Les vaches curieuses observent et commentent, intriguées, ces sisyphes heureux. « Qu’est-ce qu’ils font là ces drôles d’oiseaux ? », dit l’une d’elles. A l’arrière-plan, une ville est esquissée au bord d’une étendue d’eau.

Au fil des pages, le bric-à-brac se précise. Ce sera « le joyeux bricolage » d’une œuvre commune. « C’est comme à Bex[2] ou à Môtiers », dira ma fille en découvrant l’album ! Voici l’art en plein air, à ciel ouvert, hors des musées et des galeries.

L’album invite à la promenade.

On assiste à l’arrivée des artistes qui prennent possession de l’espace vert. Les policiers vérifient si toutes les autorisations sont en ordre. On choisit le meilleur emplacement. On suit le développement de chaque créateur : l’un impose une œuvre déjà pensée, un autre bricole avec les matériaux du coin, un autre encore puise son inspiration dans le lieu. Il n’y a pas de commodités d’accrochages, ni d’aide à l’installation. Vient ensuite la photo incontournable qui immortalise la grande famille. Puis les visiteurs arrivent, contemplent et partent. Une fois que tout est déserté, le paysan reprend possession de son champ, s’installe sur un canapé. Il prend place dans l’œuvre. Il l’anime ; il est l’œuvre, devant la télé, assis à côté de son chien, tranquille…
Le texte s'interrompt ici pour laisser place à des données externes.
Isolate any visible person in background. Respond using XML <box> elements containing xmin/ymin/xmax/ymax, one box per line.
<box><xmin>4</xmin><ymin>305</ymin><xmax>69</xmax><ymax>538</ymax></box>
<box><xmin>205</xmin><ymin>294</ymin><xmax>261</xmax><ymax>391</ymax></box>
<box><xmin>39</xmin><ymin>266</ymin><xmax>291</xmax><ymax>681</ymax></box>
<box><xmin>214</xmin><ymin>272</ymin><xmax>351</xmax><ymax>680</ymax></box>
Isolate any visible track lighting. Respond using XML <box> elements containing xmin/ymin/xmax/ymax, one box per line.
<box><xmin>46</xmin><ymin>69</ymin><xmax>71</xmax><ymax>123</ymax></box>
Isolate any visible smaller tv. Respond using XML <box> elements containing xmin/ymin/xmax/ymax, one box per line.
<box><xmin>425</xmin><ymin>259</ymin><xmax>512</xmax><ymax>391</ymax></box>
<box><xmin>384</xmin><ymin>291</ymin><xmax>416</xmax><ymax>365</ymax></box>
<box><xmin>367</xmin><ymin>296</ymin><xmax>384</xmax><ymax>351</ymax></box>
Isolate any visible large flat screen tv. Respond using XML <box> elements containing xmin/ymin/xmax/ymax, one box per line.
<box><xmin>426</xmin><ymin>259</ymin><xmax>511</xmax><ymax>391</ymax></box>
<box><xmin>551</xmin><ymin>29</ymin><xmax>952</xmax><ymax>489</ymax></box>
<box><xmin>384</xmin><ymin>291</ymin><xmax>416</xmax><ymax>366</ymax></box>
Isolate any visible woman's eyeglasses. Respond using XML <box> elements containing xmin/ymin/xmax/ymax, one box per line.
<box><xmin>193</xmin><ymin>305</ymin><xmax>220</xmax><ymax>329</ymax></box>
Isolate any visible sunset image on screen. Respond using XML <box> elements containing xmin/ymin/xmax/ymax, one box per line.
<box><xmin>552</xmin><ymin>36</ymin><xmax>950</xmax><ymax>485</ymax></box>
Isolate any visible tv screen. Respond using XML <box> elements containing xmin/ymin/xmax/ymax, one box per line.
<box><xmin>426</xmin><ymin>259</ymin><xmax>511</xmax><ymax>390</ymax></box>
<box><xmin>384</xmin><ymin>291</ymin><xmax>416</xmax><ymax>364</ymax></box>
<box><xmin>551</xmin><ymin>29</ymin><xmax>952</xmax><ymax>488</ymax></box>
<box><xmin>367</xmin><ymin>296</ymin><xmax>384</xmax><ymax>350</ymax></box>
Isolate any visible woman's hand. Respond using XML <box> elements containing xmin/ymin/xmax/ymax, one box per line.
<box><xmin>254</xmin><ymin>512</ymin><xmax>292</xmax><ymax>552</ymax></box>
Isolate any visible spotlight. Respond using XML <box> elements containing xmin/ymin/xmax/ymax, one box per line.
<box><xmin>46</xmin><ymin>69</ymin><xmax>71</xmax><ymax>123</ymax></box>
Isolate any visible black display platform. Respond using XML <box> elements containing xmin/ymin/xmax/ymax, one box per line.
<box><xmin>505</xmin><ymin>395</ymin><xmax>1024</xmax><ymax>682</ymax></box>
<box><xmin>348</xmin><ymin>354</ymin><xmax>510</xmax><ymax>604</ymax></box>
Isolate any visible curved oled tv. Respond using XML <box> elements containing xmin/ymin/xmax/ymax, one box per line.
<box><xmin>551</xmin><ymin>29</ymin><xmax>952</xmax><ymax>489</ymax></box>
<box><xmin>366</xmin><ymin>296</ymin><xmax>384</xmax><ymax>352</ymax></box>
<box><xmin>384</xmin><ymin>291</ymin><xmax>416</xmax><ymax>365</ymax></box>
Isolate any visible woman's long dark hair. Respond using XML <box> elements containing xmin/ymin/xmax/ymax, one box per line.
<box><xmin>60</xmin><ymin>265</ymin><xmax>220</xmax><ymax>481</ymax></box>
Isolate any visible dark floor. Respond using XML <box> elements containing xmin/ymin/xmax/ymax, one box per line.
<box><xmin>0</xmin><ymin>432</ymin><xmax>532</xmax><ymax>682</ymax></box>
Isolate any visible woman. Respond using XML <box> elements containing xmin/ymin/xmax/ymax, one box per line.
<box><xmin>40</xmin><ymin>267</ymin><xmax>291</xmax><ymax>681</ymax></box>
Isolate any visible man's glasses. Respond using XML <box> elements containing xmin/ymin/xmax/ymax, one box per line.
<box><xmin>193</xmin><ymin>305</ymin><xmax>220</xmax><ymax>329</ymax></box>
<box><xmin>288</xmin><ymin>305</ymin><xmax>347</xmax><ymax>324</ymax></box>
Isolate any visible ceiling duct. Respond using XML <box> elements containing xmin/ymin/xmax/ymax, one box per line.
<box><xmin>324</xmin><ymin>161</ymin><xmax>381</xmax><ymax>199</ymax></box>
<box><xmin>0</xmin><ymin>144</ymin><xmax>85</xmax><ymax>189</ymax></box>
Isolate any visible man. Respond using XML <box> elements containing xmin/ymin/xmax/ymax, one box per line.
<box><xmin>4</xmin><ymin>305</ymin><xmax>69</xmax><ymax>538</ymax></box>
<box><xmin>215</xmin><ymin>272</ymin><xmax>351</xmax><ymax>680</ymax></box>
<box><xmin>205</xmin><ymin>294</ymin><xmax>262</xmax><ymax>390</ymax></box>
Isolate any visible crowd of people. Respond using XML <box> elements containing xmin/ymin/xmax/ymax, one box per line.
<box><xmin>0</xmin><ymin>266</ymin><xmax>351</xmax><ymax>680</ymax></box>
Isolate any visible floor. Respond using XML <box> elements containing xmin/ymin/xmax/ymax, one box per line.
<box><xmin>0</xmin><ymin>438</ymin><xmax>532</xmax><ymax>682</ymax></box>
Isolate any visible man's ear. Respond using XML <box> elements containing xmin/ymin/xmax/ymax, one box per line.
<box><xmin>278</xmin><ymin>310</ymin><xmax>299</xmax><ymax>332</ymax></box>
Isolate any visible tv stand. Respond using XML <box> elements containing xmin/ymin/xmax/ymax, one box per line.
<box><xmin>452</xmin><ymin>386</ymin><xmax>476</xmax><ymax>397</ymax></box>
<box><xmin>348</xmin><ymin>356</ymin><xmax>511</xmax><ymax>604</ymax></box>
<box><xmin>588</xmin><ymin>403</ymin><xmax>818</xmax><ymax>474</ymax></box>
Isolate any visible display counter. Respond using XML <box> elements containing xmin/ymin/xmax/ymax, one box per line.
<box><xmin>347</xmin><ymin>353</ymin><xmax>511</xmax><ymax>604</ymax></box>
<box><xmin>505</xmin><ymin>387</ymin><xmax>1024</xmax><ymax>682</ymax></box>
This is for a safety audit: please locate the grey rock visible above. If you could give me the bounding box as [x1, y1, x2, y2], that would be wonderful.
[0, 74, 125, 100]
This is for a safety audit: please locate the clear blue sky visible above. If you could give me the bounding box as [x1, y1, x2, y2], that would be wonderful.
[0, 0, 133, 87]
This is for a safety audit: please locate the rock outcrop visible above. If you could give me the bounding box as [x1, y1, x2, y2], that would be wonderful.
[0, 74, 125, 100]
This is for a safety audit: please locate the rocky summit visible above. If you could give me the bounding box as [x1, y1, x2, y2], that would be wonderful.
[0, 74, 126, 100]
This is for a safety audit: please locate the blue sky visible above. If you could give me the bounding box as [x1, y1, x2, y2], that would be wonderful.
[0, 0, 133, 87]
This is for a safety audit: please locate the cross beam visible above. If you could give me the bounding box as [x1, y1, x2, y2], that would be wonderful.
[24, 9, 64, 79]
Sous les traits du dessin, se reconnaissent Calder, Picasso, Buren, Mondrian et d’autres artistes moins connus. Sont-ce des sculptures, des installations ? Est-ce encore une œuvre marquante qui a été conçue ailleurs et reprise ici ? Est-ce de l’art environnemental ou du land art ?

Intéressons-nous à d’autres détails : les personnages par exemple. Il y a des visiteurs avertis, des investisseurs, des curateurs, mais aussi des familles. Amusons-nous à les faire parler, inventons des dialogues puisque l’album nous y invite. Changeons de point de vue et imaginons leurs liens ou encore les villageois avant, pendant et après la manifestation.

Cette promenade sur la colline aux vaches dans l’art contemporain nous permet de créer nos propres histoires dans la grande histoire sans se prendre trop au sérieux – juste pour se dire que la création est à la portée de chacun·e.

Toi, l’artiste, le paysan, le villageois, t’as où tes vaches ? Si tu me dis où tu les fais paitre, je saurais peut-être situer ton alpage. Et si je connais ton alpage, j’aurais aussi d’autres indices pour t’interpeler et peut-être te rencontrer…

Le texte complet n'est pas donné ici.